When you’re stuck in the throes of being a beginner, the only way forward is to give in to the process of progressing—win, lose, or draw.
In the summer of 2022, a neighbor and I enrolled our kids (and ourselves) in tennis lessons. After the first session, there was no arguing the adults were decidedly worse. Ball after ball sailed across the fence line as it became clear to me that I sucked at tennis.
But something kept me coming back, regardless of the embarrassing performances. I had been “bad” at sports my whole life, but being a total beginner was freeing because I couldn’t get any worse. Playing in the face of my embarrassment ignited a feeling I had left behind in adolescence. Tennis was calling me back for reasons I didn’t really understand.

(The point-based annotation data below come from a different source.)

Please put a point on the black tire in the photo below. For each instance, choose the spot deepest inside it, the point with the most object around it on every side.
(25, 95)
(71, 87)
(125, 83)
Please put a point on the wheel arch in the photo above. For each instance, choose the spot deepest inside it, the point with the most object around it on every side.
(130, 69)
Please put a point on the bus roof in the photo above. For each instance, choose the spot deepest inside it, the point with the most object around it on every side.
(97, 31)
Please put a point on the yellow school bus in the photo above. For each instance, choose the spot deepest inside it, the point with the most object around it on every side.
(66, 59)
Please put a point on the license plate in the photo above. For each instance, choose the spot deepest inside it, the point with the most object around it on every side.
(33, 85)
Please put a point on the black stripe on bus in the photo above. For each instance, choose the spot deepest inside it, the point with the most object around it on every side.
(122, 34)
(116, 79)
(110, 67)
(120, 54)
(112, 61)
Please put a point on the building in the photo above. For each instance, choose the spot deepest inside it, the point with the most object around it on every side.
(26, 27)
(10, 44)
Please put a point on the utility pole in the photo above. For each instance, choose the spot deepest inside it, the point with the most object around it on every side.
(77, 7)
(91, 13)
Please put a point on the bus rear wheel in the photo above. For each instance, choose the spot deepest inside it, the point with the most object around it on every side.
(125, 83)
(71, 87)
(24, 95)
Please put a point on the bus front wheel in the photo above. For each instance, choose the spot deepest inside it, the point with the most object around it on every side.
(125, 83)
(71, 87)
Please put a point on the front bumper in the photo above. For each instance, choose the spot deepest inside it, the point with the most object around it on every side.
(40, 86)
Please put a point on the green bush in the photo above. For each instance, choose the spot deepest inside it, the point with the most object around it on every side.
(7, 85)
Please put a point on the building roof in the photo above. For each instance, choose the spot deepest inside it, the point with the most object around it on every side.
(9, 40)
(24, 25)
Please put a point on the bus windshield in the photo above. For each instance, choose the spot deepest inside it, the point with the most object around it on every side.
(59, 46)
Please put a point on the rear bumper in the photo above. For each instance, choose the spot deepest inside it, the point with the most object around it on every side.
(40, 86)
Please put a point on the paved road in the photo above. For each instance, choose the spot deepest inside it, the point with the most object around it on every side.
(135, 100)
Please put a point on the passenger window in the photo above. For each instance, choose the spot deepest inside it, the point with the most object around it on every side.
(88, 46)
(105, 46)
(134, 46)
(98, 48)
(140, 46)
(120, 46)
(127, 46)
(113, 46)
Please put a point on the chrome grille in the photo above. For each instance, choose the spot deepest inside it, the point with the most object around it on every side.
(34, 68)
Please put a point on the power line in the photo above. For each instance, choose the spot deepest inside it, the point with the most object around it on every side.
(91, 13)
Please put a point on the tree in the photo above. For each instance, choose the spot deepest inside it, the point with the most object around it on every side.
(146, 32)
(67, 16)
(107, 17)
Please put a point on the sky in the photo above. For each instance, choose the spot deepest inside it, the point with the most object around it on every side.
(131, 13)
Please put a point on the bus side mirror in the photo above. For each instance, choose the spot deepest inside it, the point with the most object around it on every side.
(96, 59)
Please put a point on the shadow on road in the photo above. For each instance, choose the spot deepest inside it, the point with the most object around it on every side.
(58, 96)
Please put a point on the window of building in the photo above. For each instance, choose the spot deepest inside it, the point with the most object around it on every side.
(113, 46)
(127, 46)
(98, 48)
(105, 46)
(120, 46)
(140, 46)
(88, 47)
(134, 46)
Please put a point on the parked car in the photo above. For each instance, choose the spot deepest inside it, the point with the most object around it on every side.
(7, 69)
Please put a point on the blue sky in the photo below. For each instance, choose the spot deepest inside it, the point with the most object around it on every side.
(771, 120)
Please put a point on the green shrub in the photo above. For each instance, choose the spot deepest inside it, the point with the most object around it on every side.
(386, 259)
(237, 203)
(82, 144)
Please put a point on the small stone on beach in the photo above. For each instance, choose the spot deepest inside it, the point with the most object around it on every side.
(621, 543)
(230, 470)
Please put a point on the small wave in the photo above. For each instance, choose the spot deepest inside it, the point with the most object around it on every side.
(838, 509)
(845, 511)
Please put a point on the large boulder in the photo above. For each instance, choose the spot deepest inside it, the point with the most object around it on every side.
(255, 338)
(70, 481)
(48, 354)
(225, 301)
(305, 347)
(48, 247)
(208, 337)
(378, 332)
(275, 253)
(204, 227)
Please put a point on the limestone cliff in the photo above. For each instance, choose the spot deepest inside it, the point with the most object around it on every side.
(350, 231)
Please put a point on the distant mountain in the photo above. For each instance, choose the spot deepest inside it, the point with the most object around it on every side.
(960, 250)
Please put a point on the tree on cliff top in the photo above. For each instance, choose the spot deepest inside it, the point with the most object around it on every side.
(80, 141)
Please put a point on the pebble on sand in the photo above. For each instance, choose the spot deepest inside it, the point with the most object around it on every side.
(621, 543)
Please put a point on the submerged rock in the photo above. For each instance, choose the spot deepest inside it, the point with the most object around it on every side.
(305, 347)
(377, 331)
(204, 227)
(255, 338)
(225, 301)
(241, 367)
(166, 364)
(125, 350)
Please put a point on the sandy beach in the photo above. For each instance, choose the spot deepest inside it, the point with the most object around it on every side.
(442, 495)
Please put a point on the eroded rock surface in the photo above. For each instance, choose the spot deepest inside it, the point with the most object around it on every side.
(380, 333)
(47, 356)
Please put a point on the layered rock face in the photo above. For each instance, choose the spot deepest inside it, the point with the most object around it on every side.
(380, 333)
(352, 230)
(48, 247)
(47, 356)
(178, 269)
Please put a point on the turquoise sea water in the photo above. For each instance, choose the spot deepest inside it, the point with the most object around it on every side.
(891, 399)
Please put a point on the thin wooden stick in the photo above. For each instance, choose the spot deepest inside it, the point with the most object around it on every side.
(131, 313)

My parents love to tell the story of when I won the kindergarten 500 race at age five. My class was divided into relay groups and given Big Wheels with which to race around the parking lot. The story goes like this: My group was behind by eight kids, and I passed them all with the speed and determination of Dale Earnhardt Jr. Apparently, I was not there to make friends. The way they beamed when they told me that story had a huge impact on how I would come to identify myself for decades to come.
The Cost of Competitive Instinct
Competition was front and center for most of my youth. Climbing the podium and wearing a sash embroidered “National Champion” remains the high point of my teen years. But what I loved most about these years of competitive Irish dancing was the zen of movement—that state of flow where everything fell away, and it was just about dancing. I grew into myself around this identity the way a tree trunk grows around a boulder—always chasing that feeling of flow and working for the win. And often, the two were at odds.